Some nutritional benefits from sweet potatoes simply may be easier to achieve if you use steaming or boiling as your cooking method.
While researchers have long been aware of sporamins—storage proteins in sweet potato—only recently has research shown some of their unique antioxidant properties. The potential health benefits of the sweet potato sporamins in helping prevent oxidative damage to our cells should not be surprising since sweet potatoes produce sporamins whenever subjected to physical damage to help promote healing.
ANTIOXIDANT NUTRIENTS IN SWEET POTATOES
Sweet potatoes contain a wealth of orange-hued carotenoid pigments.

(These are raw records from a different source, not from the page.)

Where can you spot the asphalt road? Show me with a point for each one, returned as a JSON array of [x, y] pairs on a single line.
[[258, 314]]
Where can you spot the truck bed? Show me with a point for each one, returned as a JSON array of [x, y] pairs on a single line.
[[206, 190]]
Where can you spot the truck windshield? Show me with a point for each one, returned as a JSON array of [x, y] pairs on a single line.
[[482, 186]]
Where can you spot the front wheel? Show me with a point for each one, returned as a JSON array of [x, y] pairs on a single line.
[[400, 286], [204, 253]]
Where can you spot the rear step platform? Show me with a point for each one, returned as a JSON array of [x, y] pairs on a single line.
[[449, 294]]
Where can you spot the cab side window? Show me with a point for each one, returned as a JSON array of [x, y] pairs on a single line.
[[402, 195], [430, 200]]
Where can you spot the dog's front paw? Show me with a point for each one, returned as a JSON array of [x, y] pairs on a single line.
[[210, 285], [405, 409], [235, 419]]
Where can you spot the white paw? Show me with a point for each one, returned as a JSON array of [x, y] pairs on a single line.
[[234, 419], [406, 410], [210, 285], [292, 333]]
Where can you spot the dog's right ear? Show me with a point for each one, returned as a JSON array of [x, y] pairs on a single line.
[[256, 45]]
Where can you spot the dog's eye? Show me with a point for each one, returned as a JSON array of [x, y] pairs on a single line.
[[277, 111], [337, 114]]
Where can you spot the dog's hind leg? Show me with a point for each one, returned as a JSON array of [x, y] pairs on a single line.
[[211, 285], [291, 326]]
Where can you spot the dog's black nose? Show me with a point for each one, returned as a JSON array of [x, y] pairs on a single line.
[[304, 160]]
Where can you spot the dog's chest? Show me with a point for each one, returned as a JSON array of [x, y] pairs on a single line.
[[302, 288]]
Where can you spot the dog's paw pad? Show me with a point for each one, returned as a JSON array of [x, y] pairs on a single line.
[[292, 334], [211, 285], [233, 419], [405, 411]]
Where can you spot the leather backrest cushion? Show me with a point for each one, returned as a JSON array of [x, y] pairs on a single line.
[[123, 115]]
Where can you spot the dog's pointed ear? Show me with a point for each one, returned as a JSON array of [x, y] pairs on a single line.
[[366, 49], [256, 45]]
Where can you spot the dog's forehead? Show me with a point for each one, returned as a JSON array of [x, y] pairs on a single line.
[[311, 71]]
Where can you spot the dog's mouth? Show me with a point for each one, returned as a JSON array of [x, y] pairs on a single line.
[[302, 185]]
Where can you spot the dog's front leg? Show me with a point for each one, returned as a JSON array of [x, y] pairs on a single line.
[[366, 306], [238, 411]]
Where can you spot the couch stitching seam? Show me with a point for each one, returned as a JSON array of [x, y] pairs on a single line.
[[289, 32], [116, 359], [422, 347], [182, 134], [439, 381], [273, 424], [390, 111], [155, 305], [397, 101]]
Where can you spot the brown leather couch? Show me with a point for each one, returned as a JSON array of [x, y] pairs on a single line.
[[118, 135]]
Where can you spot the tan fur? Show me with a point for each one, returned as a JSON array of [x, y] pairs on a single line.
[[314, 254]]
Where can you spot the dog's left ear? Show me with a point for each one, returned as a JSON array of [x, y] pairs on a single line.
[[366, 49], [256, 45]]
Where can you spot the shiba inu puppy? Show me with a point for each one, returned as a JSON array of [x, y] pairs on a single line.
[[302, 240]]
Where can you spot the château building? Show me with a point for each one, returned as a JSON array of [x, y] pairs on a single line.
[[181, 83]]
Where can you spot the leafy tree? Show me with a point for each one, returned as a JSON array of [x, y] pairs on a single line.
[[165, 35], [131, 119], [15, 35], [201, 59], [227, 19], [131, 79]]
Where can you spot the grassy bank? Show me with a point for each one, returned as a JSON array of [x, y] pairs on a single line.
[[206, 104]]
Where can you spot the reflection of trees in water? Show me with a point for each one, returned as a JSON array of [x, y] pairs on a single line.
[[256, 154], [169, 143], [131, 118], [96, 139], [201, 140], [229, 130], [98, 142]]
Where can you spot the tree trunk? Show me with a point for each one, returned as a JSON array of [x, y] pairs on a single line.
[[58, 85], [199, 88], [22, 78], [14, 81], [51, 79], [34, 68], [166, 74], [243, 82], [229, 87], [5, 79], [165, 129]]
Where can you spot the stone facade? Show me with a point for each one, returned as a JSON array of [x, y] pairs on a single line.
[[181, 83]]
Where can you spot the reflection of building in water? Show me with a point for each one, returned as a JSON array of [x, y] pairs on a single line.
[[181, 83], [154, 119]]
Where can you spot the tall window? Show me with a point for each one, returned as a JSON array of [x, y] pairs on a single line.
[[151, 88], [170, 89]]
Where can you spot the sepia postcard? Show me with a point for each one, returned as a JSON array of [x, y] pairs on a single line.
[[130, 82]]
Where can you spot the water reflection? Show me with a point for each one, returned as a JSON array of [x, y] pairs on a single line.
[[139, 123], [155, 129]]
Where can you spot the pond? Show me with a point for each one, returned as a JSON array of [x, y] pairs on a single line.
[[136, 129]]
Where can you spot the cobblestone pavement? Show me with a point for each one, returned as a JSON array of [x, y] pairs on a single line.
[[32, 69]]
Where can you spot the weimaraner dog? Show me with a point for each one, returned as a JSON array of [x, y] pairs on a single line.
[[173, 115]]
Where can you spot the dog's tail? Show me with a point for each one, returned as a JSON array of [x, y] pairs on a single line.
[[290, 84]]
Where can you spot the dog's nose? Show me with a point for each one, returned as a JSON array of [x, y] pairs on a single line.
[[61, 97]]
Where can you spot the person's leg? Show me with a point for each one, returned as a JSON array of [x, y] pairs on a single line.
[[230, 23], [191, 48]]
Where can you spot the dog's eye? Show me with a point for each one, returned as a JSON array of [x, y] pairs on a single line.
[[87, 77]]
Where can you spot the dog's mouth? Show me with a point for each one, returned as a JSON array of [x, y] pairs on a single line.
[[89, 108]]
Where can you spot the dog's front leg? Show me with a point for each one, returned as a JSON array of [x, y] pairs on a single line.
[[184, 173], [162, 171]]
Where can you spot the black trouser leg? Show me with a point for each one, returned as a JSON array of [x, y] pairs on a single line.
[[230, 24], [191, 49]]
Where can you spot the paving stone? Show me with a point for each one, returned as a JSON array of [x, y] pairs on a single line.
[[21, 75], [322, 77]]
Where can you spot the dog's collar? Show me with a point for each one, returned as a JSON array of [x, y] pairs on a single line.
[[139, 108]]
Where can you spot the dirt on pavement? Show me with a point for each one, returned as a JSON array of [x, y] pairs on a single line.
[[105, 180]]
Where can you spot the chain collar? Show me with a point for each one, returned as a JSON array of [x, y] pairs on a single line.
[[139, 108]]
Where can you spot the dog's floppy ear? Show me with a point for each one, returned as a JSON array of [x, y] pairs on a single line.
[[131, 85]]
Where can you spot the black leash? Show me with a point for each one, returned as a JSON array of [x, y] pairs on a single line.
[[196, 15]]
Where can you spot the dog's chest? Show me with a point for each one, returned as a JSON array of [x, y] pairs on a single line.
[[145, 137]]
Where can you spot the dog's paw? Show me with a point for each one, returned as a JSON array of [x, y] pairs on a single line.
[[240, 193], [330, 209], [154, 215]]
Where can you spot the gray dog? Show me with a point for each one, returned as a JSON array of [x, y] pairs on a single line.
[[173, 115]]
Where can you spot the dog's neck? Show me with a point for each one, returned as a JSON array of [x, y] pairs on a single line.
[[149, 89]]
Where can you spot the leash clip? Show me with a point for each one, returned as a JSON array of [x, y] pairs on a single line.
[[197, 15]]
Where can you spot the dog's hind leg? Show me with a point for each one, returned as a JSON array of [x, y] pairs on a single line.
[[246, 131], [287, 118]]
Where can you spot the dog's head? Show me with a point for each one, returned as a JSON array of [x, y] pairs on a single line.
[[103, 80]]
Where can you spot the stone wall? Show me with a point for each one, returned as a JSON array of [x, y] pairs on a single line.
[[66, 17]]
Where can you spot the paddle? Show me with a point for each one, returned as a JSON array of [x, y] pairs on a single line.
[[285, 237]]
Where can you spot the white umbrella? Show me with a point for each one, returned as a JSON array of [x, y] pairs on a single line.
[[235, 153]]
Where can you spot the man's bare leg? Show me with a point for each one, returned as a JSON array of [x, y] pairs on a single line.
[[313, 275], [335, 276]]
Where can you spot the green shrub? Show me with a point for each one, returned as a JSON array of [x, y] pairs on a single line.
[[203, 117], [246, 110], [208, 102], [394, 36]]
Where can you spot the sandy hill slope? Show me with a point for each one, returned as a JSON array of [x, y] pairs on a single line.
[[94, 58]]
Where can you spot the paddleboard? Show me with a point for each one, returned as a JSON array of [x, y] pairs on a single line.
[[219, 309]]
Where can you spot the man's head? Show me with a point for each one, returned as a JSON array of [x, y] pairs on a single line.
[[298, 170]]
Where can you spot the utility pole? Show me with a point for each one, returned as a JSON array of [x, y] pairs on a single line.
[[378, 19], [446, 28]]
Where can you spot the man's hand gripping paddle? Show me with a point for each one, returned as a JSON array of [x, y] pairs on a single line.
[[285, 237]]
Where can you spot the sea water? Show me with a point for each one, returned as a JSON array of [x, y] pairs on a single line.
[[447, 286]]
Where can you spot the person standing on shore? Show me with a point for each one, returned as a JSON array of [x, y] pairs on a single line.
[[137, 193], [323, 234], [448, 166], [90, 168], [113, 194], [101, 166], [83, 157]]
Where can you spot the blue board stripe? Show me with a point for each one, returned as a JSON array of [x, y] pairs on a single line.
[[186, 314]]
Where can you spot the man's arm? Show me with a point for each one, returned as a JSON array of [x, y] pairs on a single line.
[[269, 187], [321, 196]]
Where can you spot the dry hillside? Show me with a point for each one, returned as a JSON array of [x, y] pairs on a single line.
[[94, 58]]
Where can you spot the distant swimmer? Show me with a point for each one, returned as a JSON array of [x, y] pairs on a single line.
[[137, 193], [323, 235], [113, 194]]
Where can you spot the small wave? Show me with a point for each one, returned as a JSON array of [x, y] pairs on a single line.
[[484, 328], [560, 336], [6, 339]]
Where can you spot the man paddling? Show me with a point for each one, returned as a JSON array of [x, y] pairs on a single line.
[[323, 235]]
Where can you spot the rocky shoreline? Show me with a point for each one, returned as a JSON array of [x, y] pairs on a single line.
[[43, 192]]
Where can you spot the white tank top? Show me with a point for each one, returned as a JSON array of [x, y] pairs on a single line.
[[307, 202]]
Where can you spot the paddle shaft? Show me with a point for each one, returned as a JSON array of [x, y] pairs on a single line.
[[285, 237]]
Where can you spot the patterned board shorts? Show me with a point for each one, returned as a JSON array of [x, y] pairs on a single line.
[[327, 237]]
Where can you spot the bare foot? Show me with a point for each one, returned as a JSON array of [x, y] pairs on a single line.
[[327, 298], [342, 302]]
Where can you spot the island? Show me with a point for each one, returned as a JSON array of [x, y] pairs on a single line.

In countries throughout Africa, in India and in the Caribbean, sweet potatoes have been shown to be a highly effective way of providing school age children with sizable amounts of their daily vitamin A.
Recent research has shown that particularly when passing through our digestive tract, sweet potato cyanidins and peonidins and other color-related phytonutrients may be able to lower the potential health risk posed by heavy metals and oxygen radicals.

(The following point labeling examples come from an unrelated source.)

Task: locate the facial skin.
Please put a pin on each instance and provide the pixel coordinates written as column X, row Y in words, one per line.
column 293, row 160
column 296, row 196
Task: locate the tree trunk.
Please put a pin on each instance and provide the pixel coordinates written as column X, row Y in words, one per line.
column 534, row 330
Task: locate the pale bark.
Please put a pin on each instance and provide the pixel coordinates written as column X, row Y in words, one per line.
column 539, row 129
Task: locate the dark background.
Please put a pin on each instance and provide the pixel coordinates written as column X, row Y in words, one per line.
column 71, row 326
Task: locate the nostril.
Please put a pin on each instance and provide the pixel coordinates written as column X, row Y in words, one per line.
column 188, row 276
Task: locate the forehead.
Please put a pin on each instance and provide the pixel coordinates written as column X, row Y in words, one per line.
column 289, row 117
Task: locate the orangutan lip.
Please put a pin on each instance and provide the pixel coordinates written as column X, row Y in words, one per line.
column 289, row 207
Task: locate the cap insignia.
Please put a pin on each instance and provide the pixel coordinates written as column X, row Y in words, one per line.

ANTI-INFLAMMATORY NUTRIENTS IN SWEET POTATOES
Color-related pigments in sweet potato are equally valuable for their anti-inflammatory health benefits. In animal studies, reduced inflammation following sweet potato consumption has been shown in brain tissue and nerve tissue throughout the body.
POTENTIAL IMPROVEMENT OF BLOOD SUGAR REGULATION
Many people think about starchy root vegetables as a food group that could not possibly be helpful for controlling their blood sugar. What’s fascinating about sweet potatoes is their ability to potentially improve blood sugar regulation—even in persons with type 2 diabetes— in spite of their glycemic index (GI) rating of medium. (Sweet potatoes are one of four WHFoods vegetables that have a GI ranking of medium. The other three vegetables are beets, corn, and leeks.) The 6.6 grams of dietary fiber in a medium sweet potato are definitely a plus in terms of blood sugar regulation, since they help steady the pace of digestion.